VIEW OF THE SUPREME COURT IN SWISS FRANC LOANS’S CASES

In response to the legal question presented by the Financial Ombudsman in the application of October 19, 2020, the Supreme Court consisted of seven judges, after examining the legal issue in the case III CZP 6/21 in the Civil Chamber, on May 7, 2021, adopted a resolution with the following content:

"1. An illegal contractual provision (Civil Code Art.3851 §1) is from the outset, by virtue of the law itself, ineffective in favor of the consumer, who may subsequently give informed and free consent to this provision and thus restore its effectiveness retroactively.

2. If the loan agreement cannot be binding without an ineffective provision, the consumer and the lender shall have separate claims for the reimbursement of the cash benefits provided in the performance of the agreement (Article 410 § 1 in connection with Article 405 of the Civil Code). The lender may request the return of the benefit from the moment the loan agreement becomes permanently ineffective.

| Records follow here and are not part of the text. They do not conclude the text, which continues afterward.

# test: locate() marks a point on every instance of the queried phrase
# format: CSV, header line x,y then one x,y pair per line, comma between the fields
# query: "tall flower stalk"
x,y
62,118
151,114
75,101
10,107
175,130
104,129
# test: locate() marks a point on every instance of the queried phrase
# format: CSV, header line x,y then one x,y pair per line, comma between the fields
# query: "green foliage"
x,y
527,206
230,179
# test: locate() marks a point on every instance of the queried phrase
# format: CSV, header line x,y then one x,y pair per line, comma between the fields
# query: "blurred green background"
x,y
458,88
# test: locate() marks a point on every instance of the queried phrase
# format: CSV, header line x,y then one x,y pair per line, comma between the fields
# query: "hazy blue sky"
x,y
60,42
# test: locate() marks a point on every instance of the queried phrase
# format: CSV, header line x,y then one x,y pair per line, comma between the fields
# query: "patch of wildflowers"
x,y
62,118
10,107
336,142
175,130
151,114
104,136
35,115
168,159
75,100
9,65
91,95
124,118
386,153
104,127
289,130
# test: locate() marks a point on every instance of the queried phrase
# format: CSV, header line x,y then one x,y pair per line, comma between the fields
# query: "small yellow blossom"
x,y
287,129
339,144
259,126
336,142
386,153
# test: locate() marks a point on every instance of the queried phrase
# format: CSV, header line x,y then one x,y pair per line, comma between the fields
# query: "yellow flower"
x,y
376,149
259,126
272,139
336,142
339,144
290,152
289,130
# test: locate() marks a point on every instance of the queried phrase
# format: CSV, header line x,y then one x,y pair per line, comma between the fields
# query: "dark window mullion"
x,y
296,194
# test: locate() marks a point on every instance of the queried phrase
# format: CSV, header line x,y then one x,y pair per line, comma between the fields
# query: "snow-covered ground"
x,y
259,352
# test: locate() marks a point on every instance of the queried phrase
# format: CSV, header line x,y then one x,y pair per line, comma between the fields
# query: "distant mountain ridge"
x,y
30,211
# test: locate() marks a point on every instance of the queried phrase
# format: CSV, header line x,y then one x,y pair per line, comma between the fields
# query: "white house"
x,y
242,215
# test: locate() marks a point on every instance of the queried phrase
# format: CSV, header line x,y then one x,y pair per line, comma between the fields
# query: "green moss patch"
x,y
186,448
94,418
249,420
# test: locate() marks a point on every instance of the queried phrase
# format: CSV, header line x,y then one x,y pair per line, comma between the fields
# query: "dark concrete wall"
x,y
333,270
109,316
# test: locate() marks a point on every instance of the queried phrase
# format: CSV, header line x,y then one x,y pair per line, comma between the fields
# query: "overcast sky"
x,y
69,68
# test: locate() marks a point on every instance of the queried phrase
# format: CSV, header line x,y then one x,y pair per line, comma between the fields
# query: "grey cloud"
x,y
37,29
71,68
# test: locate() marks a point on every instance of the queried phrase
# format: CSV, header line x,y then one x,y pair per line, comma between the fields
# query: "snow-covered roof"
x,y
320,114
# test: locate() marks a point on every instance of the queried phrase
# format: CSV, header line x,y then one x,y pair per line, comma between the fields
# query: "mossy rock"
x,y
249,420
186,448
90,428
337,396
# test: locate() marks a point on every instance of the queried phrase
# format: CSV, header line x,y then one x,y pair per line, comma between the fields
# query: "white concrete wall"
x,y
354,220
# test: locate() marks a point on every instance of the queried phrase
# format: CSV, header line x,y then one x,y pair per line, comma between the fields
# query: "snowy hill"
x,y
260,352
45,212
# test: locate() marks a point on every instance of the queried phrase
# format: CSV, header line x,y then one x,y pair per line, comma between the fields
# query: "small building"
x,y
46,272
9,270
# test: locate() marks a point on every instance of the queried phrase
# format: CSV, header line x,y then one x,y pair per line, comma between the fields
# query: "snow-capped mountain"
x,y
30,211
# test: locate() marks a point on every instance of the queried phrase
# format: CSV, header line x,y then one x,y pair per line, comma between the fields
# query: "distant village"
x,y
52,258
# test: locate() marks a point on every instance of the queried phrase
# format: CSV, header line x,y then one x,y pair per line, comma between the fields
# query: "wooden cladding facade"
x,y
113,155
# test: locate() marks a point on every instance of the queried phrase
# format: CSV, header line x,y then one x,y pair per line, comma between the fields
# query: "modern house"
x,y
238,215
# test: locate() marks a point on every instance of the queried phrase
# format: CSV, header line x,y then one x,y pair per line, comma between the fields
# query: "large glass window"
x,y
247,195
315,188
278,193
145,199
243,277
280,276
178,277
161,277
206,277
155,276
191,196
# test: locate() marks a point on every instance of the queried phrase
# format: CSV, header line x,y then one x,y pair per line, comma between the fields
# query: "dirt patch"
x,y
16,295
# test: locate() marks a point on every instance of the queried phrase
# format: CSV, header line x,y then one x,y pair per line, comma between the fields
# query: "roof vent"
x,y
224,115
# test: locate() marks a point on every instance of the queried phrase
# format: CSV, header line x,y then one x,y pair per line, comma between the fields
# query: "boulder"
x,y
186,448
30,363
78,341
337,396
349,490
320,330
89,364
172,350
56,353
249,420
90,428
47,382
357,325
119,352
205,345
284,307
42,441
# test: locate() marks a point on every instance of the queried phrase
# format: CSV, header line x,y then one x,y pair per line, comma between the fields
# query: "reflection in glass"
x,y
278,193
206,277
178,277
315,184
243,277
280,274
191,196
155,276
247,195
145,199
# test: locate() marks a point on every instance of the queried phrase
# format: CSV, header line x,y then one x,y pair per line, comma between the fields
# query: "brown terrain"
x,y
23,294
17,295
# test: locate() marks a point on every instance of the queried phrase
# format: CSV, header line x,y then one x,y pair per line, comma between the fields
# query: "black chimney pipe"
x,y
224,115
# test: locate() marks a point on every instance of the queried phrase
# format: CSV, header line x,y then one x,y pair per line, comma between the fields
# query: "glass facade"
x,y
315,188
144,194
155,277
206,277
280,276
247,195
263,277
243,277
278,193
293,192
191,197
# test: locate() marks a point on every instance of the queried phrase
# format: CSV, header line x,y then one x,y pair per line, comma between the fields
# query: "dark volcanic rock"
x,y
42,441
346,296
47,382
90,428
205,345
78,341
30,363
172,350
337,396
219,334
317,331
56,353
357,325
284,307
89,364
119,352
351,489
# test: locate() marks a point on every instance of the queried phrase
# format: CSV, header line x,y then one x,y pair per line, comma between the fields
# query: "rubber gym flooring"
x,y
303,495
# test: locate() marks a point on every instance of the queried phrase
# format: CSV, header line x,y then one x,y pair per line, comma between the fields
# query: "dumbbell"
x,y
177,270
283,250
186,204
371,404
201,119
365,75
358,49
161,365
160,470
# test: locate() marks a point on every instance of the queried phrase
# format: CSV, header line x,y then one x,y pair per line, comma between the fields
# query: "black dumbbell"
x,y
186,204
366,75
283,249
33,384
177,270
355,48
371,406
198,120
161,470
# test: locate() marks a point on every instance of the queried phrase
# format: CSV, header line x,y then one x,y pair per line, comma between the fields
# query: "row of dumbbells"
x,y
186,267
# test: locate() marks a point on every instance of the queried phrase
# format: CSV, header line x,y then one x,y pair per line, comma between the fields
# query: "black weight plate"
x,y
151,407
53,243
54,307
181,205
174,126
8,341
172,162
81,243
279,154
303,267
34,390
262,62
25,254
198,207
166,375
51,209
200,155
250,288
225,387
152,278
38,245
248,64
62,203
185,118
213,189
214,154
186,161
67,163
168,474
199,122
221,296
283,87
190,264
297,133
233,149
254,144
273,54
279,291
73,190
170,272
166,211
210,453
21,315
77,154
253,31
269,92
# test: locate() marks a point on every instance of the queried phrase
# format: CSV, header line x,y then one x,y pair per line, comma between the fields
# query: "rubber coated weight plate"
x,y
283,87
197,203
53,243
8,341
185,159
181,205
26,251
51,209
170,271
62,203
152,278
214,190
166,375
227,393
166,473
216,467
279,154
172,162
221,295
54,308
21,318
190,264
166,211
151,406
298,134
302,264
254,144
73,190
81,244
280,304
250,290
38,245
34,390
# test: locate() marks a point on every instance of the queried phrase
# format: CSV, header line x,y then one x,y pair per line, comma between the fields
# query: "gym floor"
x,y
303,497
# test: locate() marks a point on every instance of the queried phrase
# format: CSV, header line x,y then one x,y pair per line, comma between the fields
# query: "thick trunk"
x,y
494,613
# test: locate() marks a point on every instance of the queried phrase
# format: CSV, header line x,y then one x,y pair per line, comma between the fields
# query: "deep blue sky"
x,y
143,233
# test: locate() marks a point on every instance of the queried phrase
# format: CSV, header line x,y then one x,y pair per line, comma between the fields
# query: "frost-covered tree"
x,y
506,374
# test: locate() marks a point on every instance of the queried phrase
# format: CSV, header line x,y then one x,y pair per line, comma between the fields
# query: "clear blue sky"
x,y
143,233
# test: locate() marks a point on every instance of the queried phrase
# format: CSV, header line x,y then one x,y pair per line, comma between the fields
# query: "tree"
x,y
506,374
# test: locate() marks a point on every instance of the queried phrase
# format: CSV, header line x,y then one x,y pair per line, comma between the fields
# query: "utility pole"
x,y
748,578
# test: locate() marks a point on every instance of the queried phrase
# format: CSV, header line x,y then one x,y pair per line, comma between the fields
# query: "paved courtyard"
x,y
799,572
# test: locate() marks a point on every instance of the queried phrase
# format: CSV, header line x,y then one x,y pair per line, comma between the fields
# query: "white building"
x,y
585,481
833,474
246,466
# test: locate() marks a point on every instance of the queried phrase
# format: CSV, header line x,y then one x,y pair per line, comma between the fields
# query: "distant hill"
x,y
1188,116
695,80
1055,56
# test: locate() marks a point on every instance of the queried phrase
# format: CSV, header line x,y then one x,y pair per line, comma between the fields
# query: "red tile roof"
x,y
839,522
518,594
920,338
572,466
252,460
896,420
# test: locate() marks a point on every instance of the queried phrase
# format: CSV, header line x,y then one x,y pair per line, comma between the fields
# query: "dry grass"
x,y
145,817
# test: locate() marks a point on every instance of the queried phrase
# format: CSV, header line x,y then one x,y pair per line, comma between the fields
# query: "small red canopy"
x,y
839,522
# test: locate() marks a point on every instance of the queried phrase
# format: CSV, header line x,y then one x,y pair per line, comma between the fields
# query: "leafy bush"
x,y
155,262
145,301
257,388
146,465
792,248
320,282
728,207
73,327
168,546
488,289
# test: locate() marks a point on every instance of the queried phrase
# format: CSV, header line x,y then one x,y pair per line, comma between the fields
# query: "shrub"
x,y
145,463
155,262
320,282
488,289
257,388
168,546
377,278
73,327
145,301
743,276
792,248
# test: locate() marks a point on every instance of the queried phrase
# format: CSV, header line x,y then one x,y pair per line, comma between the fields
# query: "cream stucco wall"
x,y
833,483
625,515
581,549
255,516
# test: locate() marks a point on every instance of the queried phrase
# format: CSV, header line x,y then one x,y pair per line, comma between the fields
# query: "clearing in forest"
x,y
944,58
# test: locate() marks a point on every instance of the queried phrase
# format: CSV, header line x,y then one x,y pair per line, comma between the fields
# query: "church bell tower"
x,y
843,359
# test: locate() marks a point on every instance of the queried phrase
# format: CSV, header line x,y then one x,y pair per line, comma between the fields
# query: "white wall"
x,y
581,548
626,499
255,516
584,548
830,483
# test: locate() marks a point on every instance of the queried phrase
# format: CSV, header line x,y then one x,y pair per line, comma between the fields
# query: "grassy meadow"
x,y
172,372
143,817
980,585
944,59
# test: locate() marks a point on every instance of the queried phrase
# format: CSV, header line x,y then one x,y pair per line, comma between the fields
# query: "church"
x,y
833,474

3. Gives a resolution the force of a legal principle."

In the main reasons for the decision, the Court indicated that illegal contractual provisions should in principle be considered non-existent, and the amounts paid by the consumer under the contract are not due and are subject to reimbursement. The consumer may, however, voluntarily and consciously consent to the validity of these provisions, and thus it depends on his will whether the contract will be ineffective retroactively.

The court also indicated that the claims of customers and banks are separate (independent), which means that they are not automatically offset against each other. In this case, the court agreed with the theory of two conditionalities.

The Supreme Court also indicated in its resolution, in its resolution, that the limitation period for banks' claims against borrowers for the return of the capital provided does not run until the consumer learns about the illegal nature of the provisions.

The position of the court should be considered a compromise between the demands of the franc debtors and the interest of the banking sector. Consumers, as the weaker party in a dispute with financial institutions, have the opportunity to claim their rights both before the Court and by amicable settlement of the dispute. On the other hand, banks have gained the opportunity to claim the return of capital from borrowers, and even remuneration for using the capital, without fear that clients will submit an effective plea of limitation. Otherwise, given that most of the Swiss franc loans were taken out more than 10 years ago, the entire financial sector would suffer huge losses.

Both "Swiss franc borrowers" and banks were also waiting for the ruling of the entire Chamber of the Supreme Court, which had already been postponed several times. On May 11, 2021, the Supreme Court, examining the request of the First, the President of the Supreme Court of January 29, 2021, at a closed session, decided to notify the Ombudsman and Children's Ombudsman of the ongoing proceedings, and asked for these entities to take a position on the legal issues covered by the request of the First The President of the Supreme Court. Moreover, the Supreme Court decided to request that the President of the National Bank of Poland, the Polish Financial Supervision Authority and the Financial Ombudsman take such a position. These institutions have 30 days to provide their opinion. According to the statement of the spokesman, the Supreme Court made such a decision taking into account the social and economic importance of the issues presented to it for resolution.

Borrowers and their lawyers are disappointed by waiting the next few months for a decision, particularly considering that courts all over Poland waited for the resolution to be issued before issuing judgments. On the other hand, the banking sector indicates a sensible approach, as the Supreme Court considers important issues that must be consulted with other entities.